Hierzu hat die Beratungsstelle eine Fachgruppe an kompetenten und motivierten Anwälten/-innen aufgebaut und finanziert jährlich eine begrenzte Anzahl an Rechtsvertretungen. Das Ziel ist es, die Zusammenarbeit und den Wissensaustausch zwischen Anwälten/-innen zu fördern und Kompetenzen aufzubauen. Aktuell könne man die wenigen Anwälte/-innen überspitzt gesagt «als einen Haufen Barbaren bezeichnen, die einem gut organisierten römischen Vollzugsbehördenheer gegenüberstehen», so ein Anwalt aus der Fachgruppe. Nur durch Kooperation sei es möglich, das grosse Wissens- und Kompetenzdefizit seitens der Rechtsanwälte/-innen gegenüber den Vollzugsbehörden auszugleichen.

Durch einen Zufall hat auch Tarek Rosiqi vom Angebot von humanrights.ch erfahren. Nach einer ersten telefonischen Beratung entschied sich humanrights.ch, gemeinsam mit einem Rechtsanwalt und mit Unterstützung eines Studenten der Law Clinic der Universität Bern eine Beschwerde beim zuständigen Regierungsrat einzureichen.

Drei Monate nach Einreichen der Beschwerde gab die Sicherheitsdirektion Herrn Rosiqi teilweise recht und hob die Verfügung mit der Begründung auf, dass sie «mangelhaft begründet war» und eine Verletzung des rechtlichen Gehörs vorlag.

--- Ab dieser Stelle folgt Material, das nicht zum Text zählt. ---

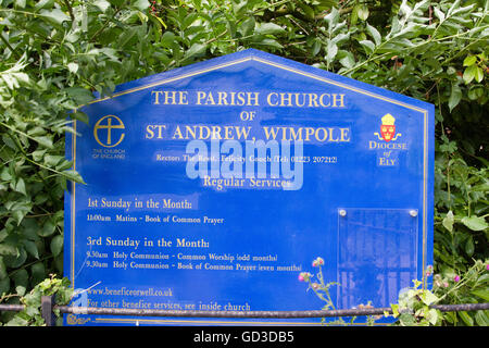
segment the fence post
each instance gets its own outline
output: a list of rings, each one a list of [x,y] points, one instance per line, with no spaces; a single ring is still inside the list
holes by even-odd
[[[54,295],[41,297],[41,316],[46,322],[46,326],[54,326],[57,319],[52,312],[54,306]]]

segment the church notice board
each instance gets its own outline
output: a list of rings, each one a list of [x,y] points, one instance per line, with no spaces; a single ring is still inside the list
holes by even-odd
[[[317,272],[317,257],[338,283],[337,309],[388,307],[413,279],[430,286],[432,104],[249,49],[120,85],[79,110],[89,122],[66,136],[86,183],[65,196],[73,306],[317,310],[324,302],[298,279]]]

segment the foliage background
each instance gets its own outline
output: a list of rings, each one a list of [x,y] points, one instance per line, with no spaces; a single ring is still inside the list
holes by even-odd
[[[71,110],[256,48],[436,105],[434,284],[447,303],[489,301],[488,12],[487,0],[0,0],[1,299],[62,274],[63,191],[83,182],[64,159]]]

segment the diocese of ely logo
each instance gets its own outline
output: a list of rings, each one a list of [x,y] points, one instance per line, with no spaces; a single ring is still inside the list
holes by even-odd
[[[105,148],[116,147],[124,140],[124,123],[114,115],[106,115],[97,121],[93,126],[93,137],[98,144]]]
[[[386,114],[383,119],[383,124],[380,125],[380,135],[376,132],[374,135],[376,135],[379,140],[386,140],[386,142],[389,142],[390,140],[396,140],[398,137],[402,136],[402,134],[398,133],[396,134],[396,119],[390,114]]]

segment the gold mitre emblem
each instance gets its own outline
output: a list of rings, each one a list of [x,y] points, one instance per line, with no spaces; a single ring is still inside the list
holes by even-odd
[[[390,113],[386,114],[381,120],[383,120],[383,125],[386,125],[386,126],[393,126],[393,124],[396,122],[396,119]]]

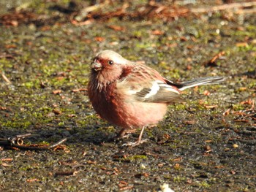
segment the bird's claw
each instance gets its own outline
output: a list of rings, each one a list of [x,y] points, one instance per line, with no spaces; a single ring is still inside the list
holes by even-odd
[[[123,147],[135,147],[135,146],[138,146],[143,142],[148,142],[148,139],[142,139],[142,140],[138,140],[135,142],[127,142],[127,143],[124,143],[122,145]]]

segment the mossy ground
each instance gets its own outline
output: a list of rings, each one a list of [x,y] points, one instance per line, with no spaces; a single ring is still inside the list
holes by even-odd
[[[7,1],[3,14],[28,1]],[[67,137],[67,149],[0,151],[0,191],[157,191],[163,183],[175,191],[256,191],[256,15],[75,26],[49,8],[54,1],[35,1],[25,9],[59,20],[0,26],[0,72],[11,82],[0,77],[0,137],[29,132],[33,143]],[[173,80],[229,79],[186,91],[187,102],[170,106],[166,118],[146,131],[148,142],[124,147],[138,134],[108,142],[116,131],[97,117],[84,91],[91,59],[104,49],[143,61]],[[222,51],[215,65],[206,65]]]

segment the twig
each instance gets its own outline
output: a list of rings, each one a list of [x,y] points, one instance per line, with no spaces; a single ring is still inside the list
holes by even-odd
[[[12,82],[5,76],[4,72],[0,72],[1,77],[3,77],[4,80],[5,80],[8,84],[12,84]]]
[[[190,12],[193,13],[201,13],[201,12],[216,12],[216,11],[220,11],[220,10],[244,8],[244,7],[253,7],[253,6],[256,6],[255,1],[225,4],[214,6],[211,7],[192,8],[190,9]]]
[[[31,136],[31,134],[17,135],[15,137],[7,139],[0,138],[0,145],[10,147],[16,147],[22,150],[46,150],[53,149],[61,143],[67,141],[67,138],[62,139],[59,142],[48,146],[27,146],[23,145],[23,139]]]

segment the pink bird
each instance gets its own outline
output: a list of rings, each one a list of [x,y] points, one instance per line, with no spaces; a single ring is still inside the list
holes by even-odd
[[[184,101],[180,96],[182,91],[226,80],[211,77],[173,82],[152,68],[108,50],[98,53],[91,67],[89,99],[102,119],[121,128],[116,138],[141,128],[138,140],[127,144],[130,146],[145,141],[142,139],[145,128],[162,120],[168,104]]]

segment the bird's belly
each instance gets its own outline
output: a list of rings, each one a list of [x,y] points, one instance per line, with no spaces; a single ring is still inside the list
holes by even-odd
[[[94,109],[103,119],[115,125],[122,128],[138,128],[154,126],[162,120],[167,111],[167,104],[105,101]]]

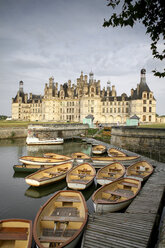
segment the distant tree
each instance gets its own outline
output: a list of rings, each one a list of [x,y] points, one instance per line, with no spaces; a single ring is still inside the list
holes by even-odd
[[[107,2],[107,6],[113,9],[118,6],[121,11],[119,14],[114,12],[108,21],[104,19],[103,27],[133,27],[137,21],[142,22],[151,38],[153,57],[159,60],[165,59],[165,49],[158,51],[158,42],[165,40],[164,0],[107,0]],[[165,77],[165,69],[163,72],[153,70],[153,73],[155,76]]]
[[[6,120],[7,116],[6,115],[0,115],[0,120]]]

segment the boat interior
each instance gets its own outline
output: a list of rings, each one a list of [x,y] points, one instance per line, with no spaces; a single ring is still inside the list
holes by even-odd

In derselben Verfügung begründete die Vollzugsbehörde ausführlich, warum Herr Rosiqi trotzdem in der Sicherheitsabteilung verbleiben muss. Es soll hier nicht näher darauf eingegangen werden, ob die neu aufgeführten Gründe aus rechtlicher Sicht genügend stichhaltig waren, um die sechsmonatige Unterbringung in der Sicherheitsabteilung zu rechtfertigen. Der Fall zeigt aber beispielhaft, dass die Vollzugsbehörden zurzeit nichts zu befürchten haben, wenn sie ihre Entscheide ungenügend begründen. Denn nur die wenigsten Gefangenen können sich – wie Tarek Rosiqi – mit rechtlicher Unterstützung dagegen zur Wehr setzen.